From today’s SCMP:

The government is trying to enter as evidence estimates that “great numbers” of Filipino maids would become permanent Hong Kong residents in its fight against foreign domestic workers who are seeking right of abode.

But a High Court judge called an impromptu hearing yesterday to ask the government why it had applied to file new evidence only weeks before a judicial review begins.

Last week the Democratic Alliance for the Betterment and Progress of Hong Kong released figures that said the city’s unemployment rate would rise to 10 per cent, from the current 3.5 per cent, if the maids prevailed in their effort for permanent residency. The party cited a government estimate that 500,000 people could settle in Hong Kong, costing an extra HK$25 billion a year in social spending, if domestic workers were granted permanent residence.

Nowhere have I read what this estimate is based on, neither the number 500,000 people (most of whom presumably are already here) or the average spending of HK$50,000 per person.  It also ignores the possibility that at least some of these people would be paying taxes.

Hemlock noted today:

Could it be that the government, aided by its vote-mongering supporters in the Democratic Alliance for the Betterment etc of HK, is stirring up racism and alarm as a way of diverting people’s attention from the abysmal failure of nearly everything else it does? This would, in fairness, bring it into line with just about every other government on the planet at some time or another. Or is it wetting itself about a theoretical inundation of dark-skinned hordes because blind panic is its default reaction to almost anything?
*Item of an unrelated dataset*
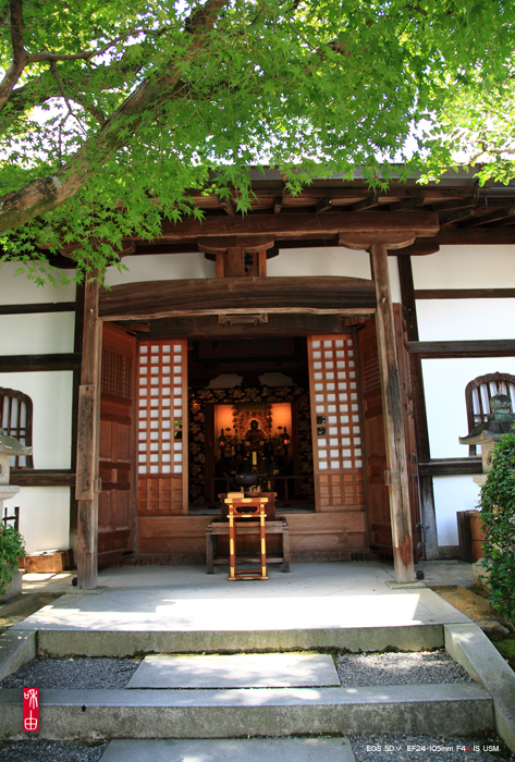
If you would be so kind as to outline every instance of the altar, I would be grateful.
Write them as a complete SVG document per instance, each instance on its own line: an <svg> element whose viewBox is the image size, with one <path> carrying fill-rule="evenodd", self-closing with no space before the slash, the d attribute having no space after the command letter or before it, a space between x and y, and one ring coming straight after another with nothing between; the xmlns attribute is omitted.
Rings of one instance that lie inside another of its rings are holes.
<svg viewBox="0 0 515 762"><path fill-rule="evenodd" d="M234 480L237 474L259 475L261 491L293 475L294 441L291 403L242 402L217 405L216 476Z"/></svg>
It would be interesting to know what has made the DAB so interested in this issue. As the local front of the Chinese Communist Party, it follows orders rather than sets agendas. It pushes the interests of the local less-educated working class, insofar as these are compatible with its higher cause, and stresses nationalism and disdain for the sort of cosmopolitanism common among the pro-democracy middle class.

Colonialism probably deserves some of the blame here. Many decades ago, the Chinese were second-class citizens in Hong Kong, and – as in the Mainland – there is still something of an inferiority complex. The elite feel inadequate without Jockey Club membership, appointment as Justice of the Peace or other idiotic British baubles. The underclass, like the white trash in the UK or the US, need someone to look down on, and Third World maids are ideal. The prospect of legitimizing these people and letting them compete in the workplace provokes hostility because of insecurity. Filipinos might have more than just an economic edge on local counterparts. The real fear is not that maids’ relatives would come over and claim welfare, but that their relatives would come over waving fancy nursing degrees and other credentials, leaving Hong Kong’s dropouts and rejects in the dust. Racial superiority meets humiliating truth.

Article 24 of the Basic Law states, in part, “The permanent residents of the HKSAR shall be … (4) Persons not of Chinese nationality who have entered Hong Kong with valid travel documents, have ordinarily resided in Hong Kong for a continuous period of not less than seven years and have taken Hong Kong as their place of permanent residence …”  It does not say “except for XXX.”

Article 25 states, “All Hong Kong residents shall be equal before the law.”

Article 39 states, “The provisions of the International Covenant on Civil and Political Rights, the International Covenant on Economic, Social and Cultural Rights, and international labour conventions as applied to Hong Kong shall remain in force and shall be implemented through the laws of the HKSAR.”

Full stop.  There may be those in Hong Kong who “do not want them here” and you are of course entitled to your opinion but there is no legal or ethical basis for denying them resident status if they otherwise qualify for it.

Or, as Thomas Jefferson said:

All, too, will bear in mind this sacred principle, that though the will of the majority is in all cases to prevail, that will to be rightful must be reasonable; that the minority possess their equal rights, which equal law must protect, and to violate would be oppression.